What it takes to translate the Bible

Today is International Translation Day. To celebrate, Eternity reveals how to bring the Bible to different language groups – with the help of some of United Bible Society’s top translation consultants.

Ever wondered how Bible translations are made? We asked some experts. But, first, we had to check their credentials.

Marlon Winedt: What languages do I personally speak? My own mother tongue is Papiamento … Then, I do speak Spanish, French, English, Dutch, German, and some other Creole languages which I won’t list now. Then, the languages of the Bible that we can read, so Hebrew and Greek and Aramaic and stuff like that… and the languages I’ve been involved with translating … over the last 30 years, I’ve been involved with maybe 18-20 languages.

Okay, so Marlon’s credentials check out. Like Marlon, Brigitte Rabarijaona and Edgar Ebojo are translation consultants: they travel around the world advising on different Bible translations.

Edgar: Bible translation is exciting! You are open to new worlds, new communities, new practices, new cultures – and a lot of different foods!

Marlon: It is a very enriching experience … It’s a very synergetic thing … we grow a lot and learn a lot. The translations are done by local people; ministers, scholars, anyone interested in seeing the Bible translated into their own language.

A translation team usually consists of a manager, two translators, an editor and an outside consultant.

Marlon: That’s the nice thing about this ministry is you’re always learning … Then, you give what you have; it’s nice because you’re always keeping up with academic stuff but you learn a lot from your translation team too, because [of] the way they look at the Bible.

The translators tackle the Bible book by book, with the consultant giving guidance from the original Biblical languages.
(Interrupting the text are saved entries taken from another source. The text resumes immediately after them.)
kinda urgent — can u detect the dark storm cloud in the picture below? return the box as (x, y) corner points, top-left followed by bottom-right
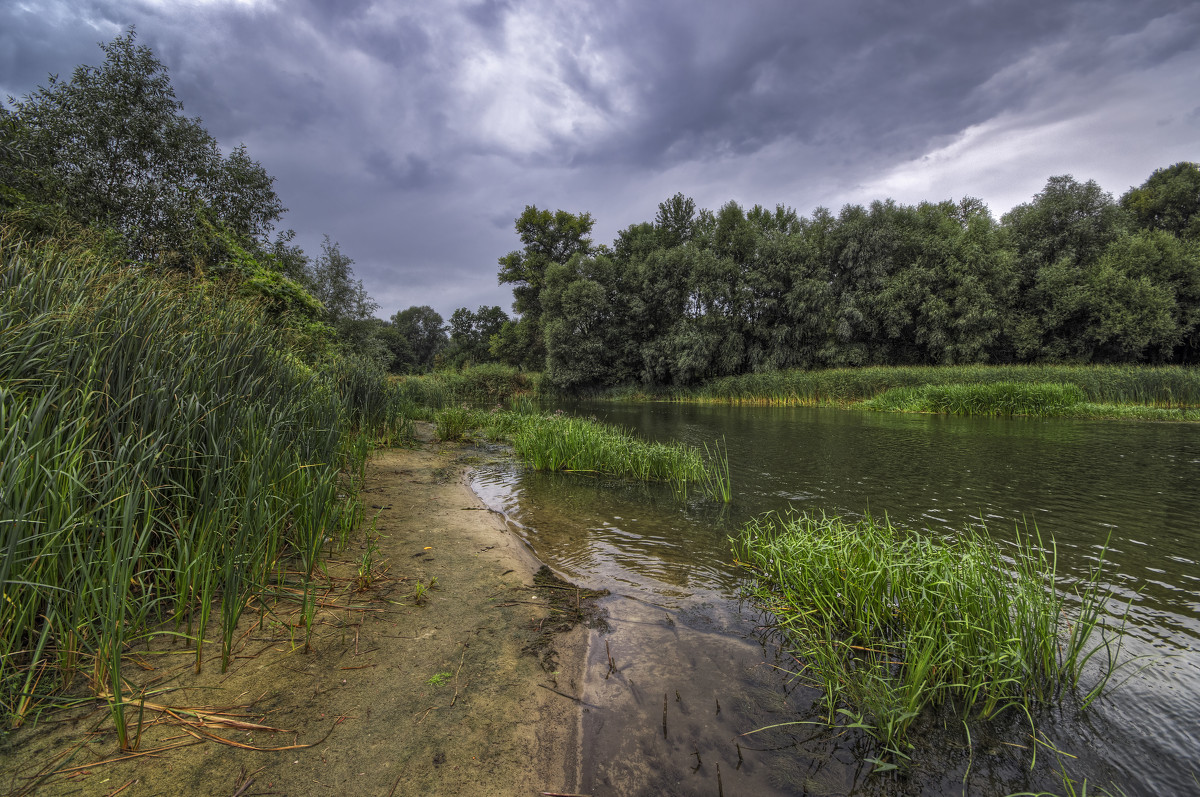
(0, 2), (122, 99)
(364, 151), (435, 190)
(580, 0), (1194, 168)
(3, 0), (1197, 321)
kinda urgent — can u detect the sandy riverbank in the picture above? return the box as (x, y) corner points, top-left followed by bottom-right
(2, 430), (591, 796)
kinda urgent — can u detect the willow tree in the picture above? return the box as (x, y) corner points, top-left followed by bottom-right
(6, 28), (283, 267)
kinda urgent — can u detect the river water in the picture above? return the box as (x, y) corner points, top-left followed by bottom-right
(470, 403), (1200, 796)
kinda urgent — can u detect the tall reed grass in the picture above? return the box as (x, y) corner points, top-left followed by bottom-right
(393, 364), (540, 410)
(734, 512), (1123, 758)
(454, 408), (732, 501)
(610, 364), (1200, 411)
(0, 231), (412, 733)
(863, 382), (1088, 416)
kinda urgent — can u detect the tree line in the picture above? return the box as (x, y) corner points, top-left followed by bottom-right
(0, 29), (505, 374)
(493, 165), (1200, 391)
(6, 31), (1195, 389)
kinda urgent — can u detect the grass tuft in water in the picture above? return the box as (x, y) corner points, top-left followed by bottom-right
(435, 405), (474, 442)
(454, 408), (732, 502)
(734, 511), (1124, 757)
(863, 382), (1087, 416)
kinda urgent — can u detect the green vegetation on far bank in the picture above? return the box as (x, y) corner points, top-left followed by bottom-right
(392, 364), (542, 410)
(599, 364), (1200, 420)
(734, 511), (1125, 762)
(489, 165), (1200, 393)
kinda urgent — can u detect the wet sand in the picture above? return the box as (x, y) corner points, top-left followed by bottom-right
(1, 429), (589, 796)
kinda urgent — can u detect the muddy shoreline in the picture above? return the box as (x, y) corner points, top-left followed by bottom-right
(2, 430), (591, 796)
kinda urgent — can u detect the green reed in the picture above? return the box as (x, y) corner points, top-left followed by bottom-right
(461, 408), (732, 502)
(393, 364), (540, 409)
(863, 382), (1088, 416)
(734, 511), (1123, 758)
(435, 405), (474, 442)
(0, 230), (413, 726)
(610, 364), (1200, 411)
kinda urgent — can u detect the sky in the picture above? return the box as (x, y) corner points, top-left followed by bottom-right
(2, 0), (1198, 322)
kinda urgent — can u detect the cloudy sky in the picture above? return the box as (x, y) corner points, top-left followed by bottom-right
(2, 0), (1198, 321)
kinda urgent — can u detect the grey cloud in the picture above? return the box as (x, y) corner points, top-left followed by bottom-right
(364, 151), (435, 190)
(2, 0), (1196, 322)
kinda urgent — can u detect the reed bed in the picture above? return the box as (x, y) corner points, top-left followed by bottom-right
(434, 405), (474, 442)
(460, 408), (732, 501)
(734, 511), (1121, 757)
(0, 231), (412, 732)
(863, 382), (1088, 416)
(393, 364), (540, 409)
(610, 364), (1200, 411)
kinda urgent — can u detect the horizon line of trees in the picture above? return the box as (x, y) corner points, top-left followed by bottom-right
(492, 163), (1200, 391)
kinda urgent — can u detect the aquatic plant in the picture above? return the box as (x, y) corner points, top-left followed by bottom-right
(607, 364), (1200, 411)
(862, 382), (1087, 416)
(435, 405), (474, 442)
(477, 410), (732, 502)
(734, 511), (1125, 758)
(0, 231), (413, 725)
(393, 364), (540, 408)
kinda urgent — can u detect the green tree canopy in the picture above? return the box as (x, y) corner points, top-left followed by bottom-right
(443, 305), (508, 368)
(5, 28), (284, 266)
(495, 205), (594, 369)
(310, 236), (377, 326)
(391, 305), (447, 371)
(1121, 161), (1200, 240)
(506, 163), (1200, 390)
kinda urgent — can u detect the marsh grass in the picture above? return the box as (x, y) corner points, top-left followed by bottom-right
(435, 405), (474, 442)
(473, 410), (732, 502)
(394, 364), (539, 409)
(0, 231), (414, 729)
(863, 382), (1088, 416)
(609, 364), (1200, 416)
(734, 511), (1124, 758)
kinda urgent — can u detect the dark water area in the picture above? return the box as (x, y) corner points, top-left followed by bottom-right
(470, 403), (1200, 795)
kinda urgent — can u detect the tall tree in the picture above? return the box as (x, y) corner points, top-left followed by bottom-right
(443, 305), (508, 367)
(1083, 230), (1200, 362)
(310, 236), (377, 326)
(1001, 175), (1127, 360)
(1121, 162), (1200, 240)
(5, 29), (284, 267)
(653, 192), (697, 248)
(391, 306), (447, 371)
(495, 205), (593, 369)
(1002, 175), (1126, 270)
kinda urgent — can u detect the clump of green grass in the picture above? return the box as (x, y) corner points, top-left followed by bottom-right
(863, 382), (1087, 416)
(480, 410), (731, 502)
(393, 364), (540, 408)
(435, 405), (474, 441)
(734, 511), (1124, 759)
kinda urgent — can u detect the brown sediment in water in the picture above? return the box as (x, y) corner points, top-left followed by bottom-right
(0, 425), (592, 796)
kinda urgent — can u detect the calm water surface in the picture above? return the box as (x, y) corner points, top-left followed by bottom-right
(470, 404), (1200, 796)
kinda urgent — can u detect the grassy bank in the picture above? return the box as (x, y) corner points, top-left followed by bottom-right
(602, 364), (1200, 419)
(436, 406), (732, 502)
(392, 365), (540, 411)
(734, 512), (1123, 760)
(0, 232), (414, 733)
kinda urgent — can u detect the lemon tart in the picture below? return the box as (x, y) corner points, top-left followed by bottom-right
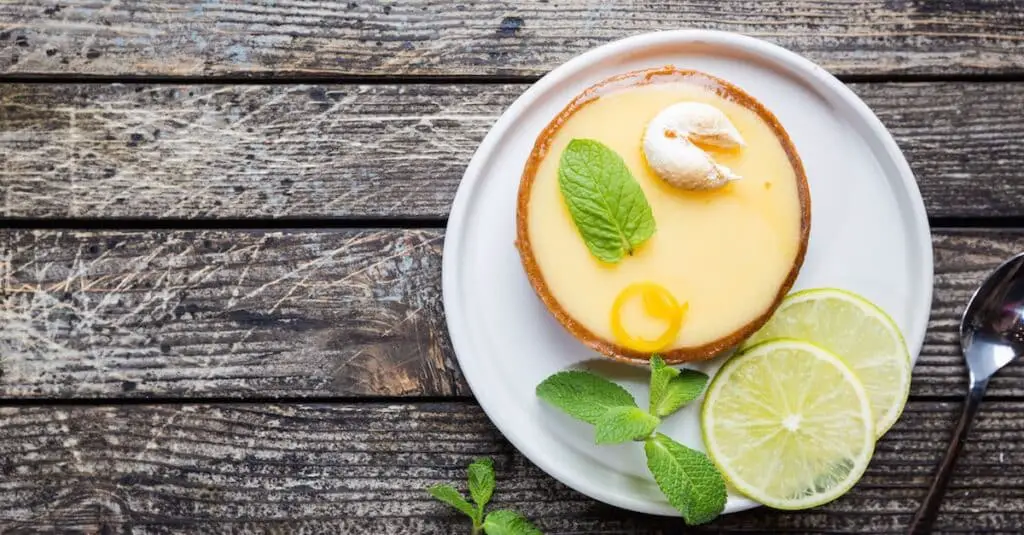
(515, 67), (810, 364)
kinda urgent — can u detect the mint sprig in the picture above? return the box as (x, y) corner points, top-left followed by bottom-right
(428, 457), (543, 534)
(558, 138), (656, 263)
(536, 356), (725, 524)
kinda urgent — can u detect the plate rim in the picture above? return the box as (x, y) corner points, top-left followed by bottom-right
(442, 29), (934, 517)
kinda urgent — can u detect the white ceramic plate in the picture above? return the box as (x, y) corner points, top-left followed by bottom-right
(442, 30), (933, 517)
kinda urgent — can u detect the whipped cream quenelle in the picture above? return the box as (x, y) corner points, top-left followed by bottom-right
(642, 102), (745, 190)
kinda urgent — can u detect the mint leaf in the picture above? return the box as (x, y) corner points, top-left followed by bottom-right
(648, 355), (679, 414)
(558, 138), (656, 263)
(483, 510), (543, 535)
(644, 433), (727, 525)
(428, 484), (478, 521)
(649, 356), (709, 417)
(468, 457), (496, 514)
(594, 406), (660, 444)
(655, 369), (709, 417)
(536, 370), (638, 425)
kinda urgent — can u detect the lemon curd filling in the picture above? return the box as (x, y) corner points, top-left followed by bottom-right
(526, 80), (804, 352)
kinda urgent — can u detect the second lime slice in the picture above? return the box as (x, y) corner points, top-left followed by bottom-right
(742, 288), (911, 436)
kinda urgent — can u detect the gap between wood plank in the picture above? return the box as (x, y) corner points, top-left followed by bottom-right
(0, 73), (542, 85)
(0, 393), (1014, 407)
(0, 217), (447, 230)
(4, 73), (1024, 85)
(2, 216), (1024, 230)
(0, 394), (474, 406)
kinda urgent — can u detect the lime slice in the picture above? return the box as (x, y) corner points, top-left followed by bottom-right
(742, 288), (910, 437)
(701, 339), (875, 510)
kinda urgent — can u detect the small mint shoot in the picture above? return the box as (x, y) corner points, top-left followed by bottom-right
(483, 510), (543, 535)
(428, 458), (544, 534)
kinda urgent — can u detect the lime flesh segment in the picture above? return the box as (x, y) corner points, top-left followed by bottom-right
(742, 288), (911, 437)
(701, 340), (875, 510)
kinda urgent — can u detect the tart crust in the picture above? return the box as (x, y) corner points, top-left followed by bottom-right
(514, 66), (811, 364)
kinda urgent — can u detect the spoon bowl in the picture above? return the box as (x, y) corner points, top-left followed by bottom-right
(960, 252), (1024, 381)
(909, 252), (1024, 533)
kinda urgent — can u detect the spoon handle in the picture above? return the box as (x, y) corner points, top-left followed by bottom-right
(908, 377), (990, 534)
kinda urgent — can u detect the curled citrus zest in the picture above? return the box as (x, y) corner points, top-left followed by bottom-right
(610, 282), (687, 352)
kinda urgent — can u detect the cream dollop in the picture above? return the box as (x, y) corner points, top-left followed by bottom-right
(642, 102), (745, 190)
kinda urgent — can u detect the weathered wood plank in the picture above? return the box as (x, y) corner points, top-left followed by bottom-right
(2, 1), (1023, 77)
(0, 83), (492, 219)
(1, 227), (1024, 400)
(0, 228), (463, 398)
(0, 401), (1019, 533)
(2, 82), (1023, 219)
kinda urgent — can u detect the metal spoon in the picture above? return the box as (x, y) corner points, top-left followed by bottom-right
(908, 252), (1024, 534)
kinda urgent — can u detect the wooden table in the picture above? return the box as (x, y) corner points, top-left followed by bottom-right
(1, 1), (1023, 532)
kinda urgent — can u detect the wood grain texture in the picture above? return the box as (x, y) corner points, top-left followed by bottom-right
(2, 227), (1024, 400)
(3, 82), (1024, 219)
(0, 400), (1019, 533)
(0, 229), (462, 399)
(1, 1), (1023, 77)
(0, 83), (498, 219)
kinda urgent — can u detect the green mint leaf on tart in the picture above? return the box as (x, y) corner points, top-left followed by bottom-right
(558, 138), (656, 263)
(483, 510), (544, 535)
(644, 433), (727, 525)
(536, 370), (638, 424)
(428, 484), (478, 522)
(468, 457), (496, 517)
(594, 406), (661, 444)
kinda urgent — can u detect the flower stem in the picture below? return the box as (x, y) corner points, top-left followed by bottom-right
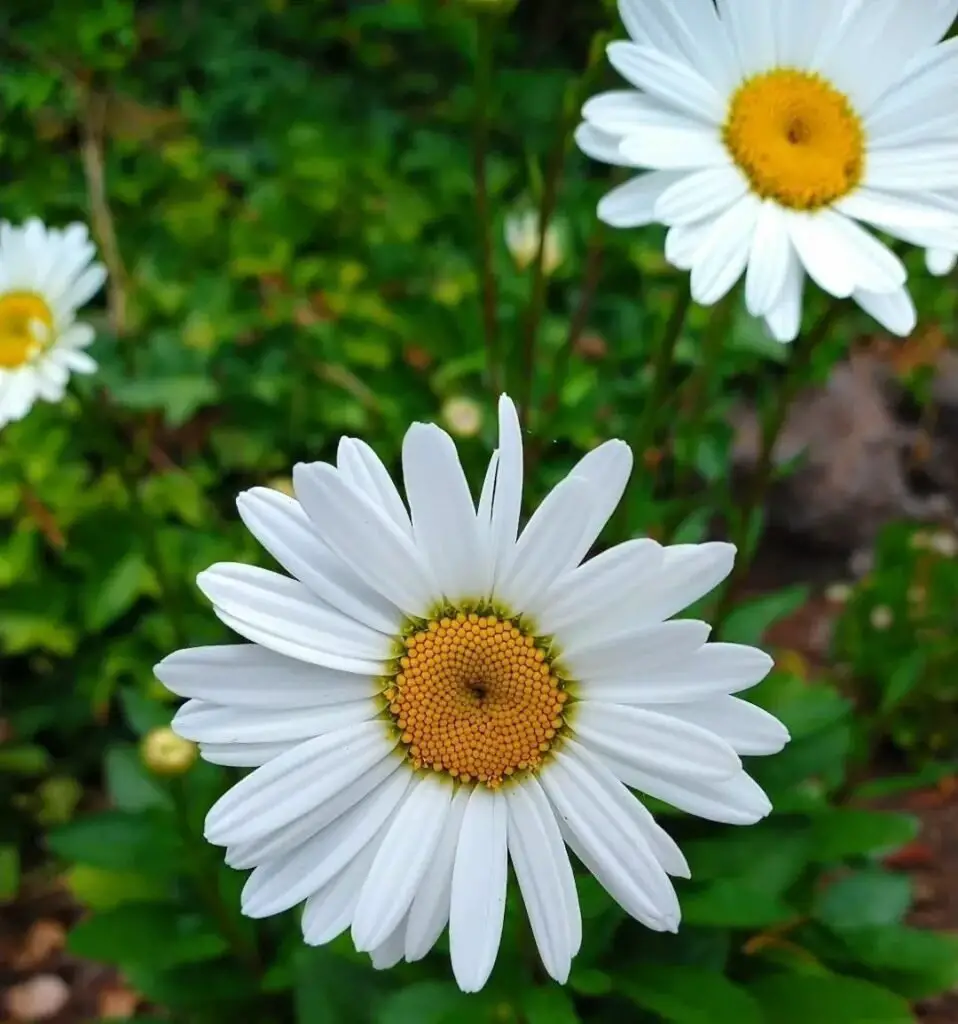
(711, 299), (846, 629)
(472, 15), (501, 395)
(619, 281), (692, 539)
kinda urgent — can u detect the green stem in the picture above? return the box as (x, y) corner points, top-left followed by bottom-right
(669, 291), (735, 527)
(711, 299), (846, 629)
(619, 281), (692, 539)
(518, 32), (608, 437)
(473, 15), (500, 395)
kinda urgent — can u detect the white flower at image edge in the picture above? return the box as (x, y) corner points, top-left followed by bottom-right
(0, 219), (106, 428)
(576, 0), (958, 341)
(155, 396), (789, 992)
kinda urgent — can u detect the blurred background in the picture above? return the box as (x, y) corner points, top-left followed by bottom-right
(1, 0), (958, 1021)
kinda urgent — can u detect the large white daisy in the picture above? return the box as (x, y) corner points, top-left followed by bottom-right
(155, 396), (787, 992)
(576, 0), (958, 342)
(0, 219), (106, 429)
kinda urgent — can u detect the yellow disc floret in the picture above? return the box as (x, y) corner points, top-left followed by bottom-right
(386, 611), (568, 788)
(0, 292), (54, 369)
(723, 69), (864, 211)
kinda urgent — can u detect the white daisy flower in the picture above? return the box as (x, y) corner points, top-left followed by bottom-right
(0, 219), (106, 429)
(155, 396), (787, 992)
(576, 0), (958, 342)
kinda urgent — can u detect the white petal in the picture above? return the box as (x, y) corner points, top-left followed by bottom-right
(606, 42), (726, 124)
(763, 246), (805, 343)
(541, 748), (679, 930)
(619, 123), (730, 170)
(853, 286), (917, 337)
(337, 437), (412, 537)
(927, 248), (957, 276)
(575, 123), (642, 168)
(745, 203), (793, 318)
(573, 701), (741, 782)
(154, 644), (377, 708)
(490, 396), (523, 578)
(352, 774), (453, 951)
(200, 741), (295, 767)
(654, 165), (748, 227)
(402, 424), (485, 602)
(293, 462), (438, 617)
(449, 786), (508, 993)
(495, 477), (594, 612)
(597, 171), (687, 227)
(561, 619), (711, 684)
(240, 767), (411, 918)
(560, 740), (689, 878)
(654, 695), (790, 756)
(404, 786), (471, 962)
(786, 212), (859, 298)
(225, 754), (403, 870)
(204, 721), (396, 847)
(717, 0), (777, 74)
(173, 697), (376, 744)
(302, 826), (385, 945)
(537, 538), (664, 641)
(600, 754), (773, 825)
(665, 219), (715, 271)
(506, 776), (581, 983)
(865, 143), (958, 192)
(369, 922), (407, 970)
(690, 196), (761, 305)
(197, 563), (391, 673)
(236, 488), (401, 634)
(582, 90), (684, 136)
(580, 641), (774, 704)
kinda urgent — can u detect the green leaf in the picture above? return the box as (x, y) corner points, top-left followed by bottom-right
(621, 965), (763, 1024)
(83, 551), (153, 631)
(47, 810), (183, 877)
(521, 986), (581, 1024)
(377, 981), (469, 1024)
(682, 820), (811, 888)
(0, 844), (20, 901)
(295, 946), (381, 1023)
(105, 745), (172, 812)
(681, 877), (795, 929)
(809, 810), (918, 863)
(109, 375), (217, 426)
(748, 973), (913, 1024)
(0, 743), (51, 774)
(65, 865), (169, 910)
(832, 926), (958, 1000)
(118, 687), (173, 736)
(569, 967), (613, 996)
(814, 870), (912, 929)
(880, 650), (927, 713)
(68, 903), (228, 970)
(718, 585), (809, 646)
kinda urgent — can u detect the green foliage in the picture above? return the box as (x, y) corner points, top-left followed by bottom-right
(2, 1), (957, 1022)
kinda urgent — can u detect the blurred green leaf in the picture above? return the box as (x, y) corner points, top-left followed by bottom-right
(813, 870), (912, 929)
(0, 743), (51, 774)
(65, 865), (169, 910)
(83, 551), (154, 631)
(68, 903), (228, 970)
(521, 986), (580, 1024)
(808, 811), (918, 863)
(47, 810), (183, 876)
(621, 965), (763, 1023)
(748, 973), (913, 1024)
(681, 877), (794, 929)
(718, 586), (809, 646)
(830, 926), (958, 1000)
(0, 845), (20, 901)
(105, 744), (172, 812)
(378, 981), (470, 1024)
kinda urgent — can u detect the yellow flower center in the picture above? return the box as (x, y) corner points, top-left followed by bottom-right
(385, 611), (568, 788)
(723, 69), (864, 211)
(0, 292), (54, 369)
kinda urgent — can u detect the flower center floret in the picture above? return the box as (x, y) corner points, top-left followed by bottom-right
(385, 609), (569, 788)
(723, 69), (865, 211)
(0, 292), (54, 369)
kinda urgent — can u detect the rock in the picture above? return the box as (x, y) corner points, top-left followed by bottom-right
(732, 353), (944, 551)
(5, 974), (70, 1021)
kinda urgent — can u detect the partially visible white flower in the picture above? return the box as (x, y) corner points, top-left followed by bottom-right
(0, 219), (106, 429)
(505, 210), (565, 276)
(824, 582), (853, 605)
(577, 0), (958, 342)
(870, 605), (894, 631)
(441, 395), (484, 438)
(156, 395), (786, 993)
(927, 248), (957, 276)
(929, 531), (958, 558)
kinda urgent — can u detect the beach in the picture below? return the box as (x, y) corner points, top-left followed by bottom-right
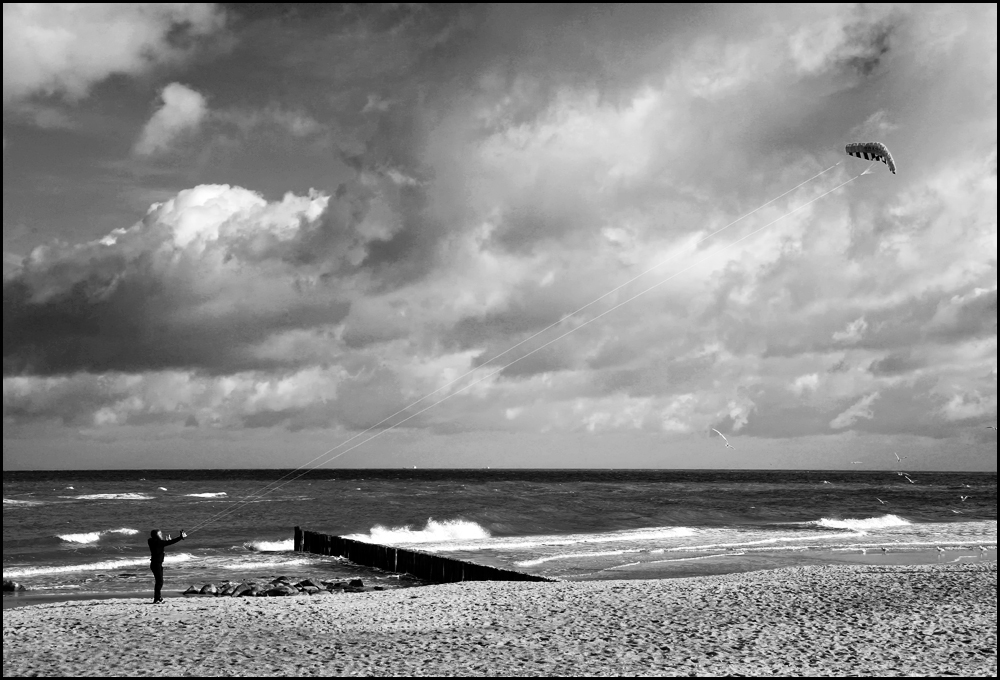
(3, 563), (996, 677)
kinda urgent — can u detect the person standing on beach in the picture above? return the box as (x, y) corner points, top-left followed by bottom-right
(148, 529), (186, 604)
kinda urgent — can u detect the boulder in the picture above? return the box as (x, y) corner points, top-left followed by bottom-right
(373, 586), (385, 591)
(246, 584), (266, 597)
(348, 579), (364, 588)
(232, 583), (252, 597)
(199, 583), (219, 595)
(295, 578), (321, 589)
(301, 586), (321, 595)
(2, 580), (26, 592)
(118, 573), (138, 578)
(270, 576), (290, 584)
(265, 584), (298, 597)
(219, 584), (237, 597)
(344, 586), (365, 593)
(183, 585), (200, 595)
(327, 582), (345, 590)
After the first few drafts, the translation is presented to the community that speaks the language, who gives its feedback. More checks are then undertaken, and an editor, who is an expert in the language, reads the text and makes changes. The consultant then checks the final draft against the Biblical languages.

When the consultant and translators are both satisfied, the consultant signs off on the translation. The community gets the chance to decide on the layout and design of the translation. At this point, it’s time for the first print.

The process is slow, usually taking years and sometimes decades. But the finished product is worth the wait – God’s Word in someone’s heart language.

Edgar: It’s a totally different world when you read the Bible in your own heart language because it affirms you ethnically, personally and also you understand the word of God better.

The United Nations estimates that in the next 100 years, 2,680 of the world’s languages could become extinct. The most vulnerable languages are those with few speakers and no written translations.

A Bible translation helps ensure that the language can continue, and become stronger. Brigitte is a translation consultant from Madagascar, and she’s seen the powerful impact that a Bible translation can have.

Brigitte: We have multiple benefits of having a Bible translation. First, the Bible was the very first written literature in Madagascar, so it helped to set the grammar, the rule of the language … it is helping keep the language alive and keeping that language as unique as it is.

The missionaries spoke English. The French colonisation, also they wanted to impose English. But because the Bible already got notoriety and importance in the daily life of Malagasy people, it remains the language of religion, the language of everyday … the language was already strongly established.

Because of the incredible impact Bible translations can have, the responsibility can often be daunting.

Marlon: When I became a translator … I remember the first day I was in the office … I was the first translator of the New Testament in my language, so I’m sitting there with the Greek, with the commentaries I’m going to translate – and I just got a sense of fear come over me. I just was afraid. Because I realised that day … in some sense, you are taking a responsibility on you to say you are going to be used by God to bring God’s Word to others in your own language

I mean, it’s not like I translated it and went away [laughs]. I mean, if people have criticism about it, they can find me.

For some translators, it’s not just a heavy responsibility; it’s also dangerous to translate the Bible.

Marlon: For some translators it’s more than tricky, it’s even dangerous to translate. There are countries where translating the Bible is not done – or it’s a dangerous thing to do – because people don’t want you to translate the Bible.

Edgar: It’s … a dangerous task in some ways … We have a few, very few, instances where you have some translation consultants [who have] lost their lives in performing their duty.

But despite the dangers and challenges, more and more people around the world are taking up the task of translating the Bible into their heart language.

Edgar: As we translate the Word of God, the translation team also becomes deeper, experiences deeper relationship with God and his Word – as they go through the process of making the Word of God available to their language.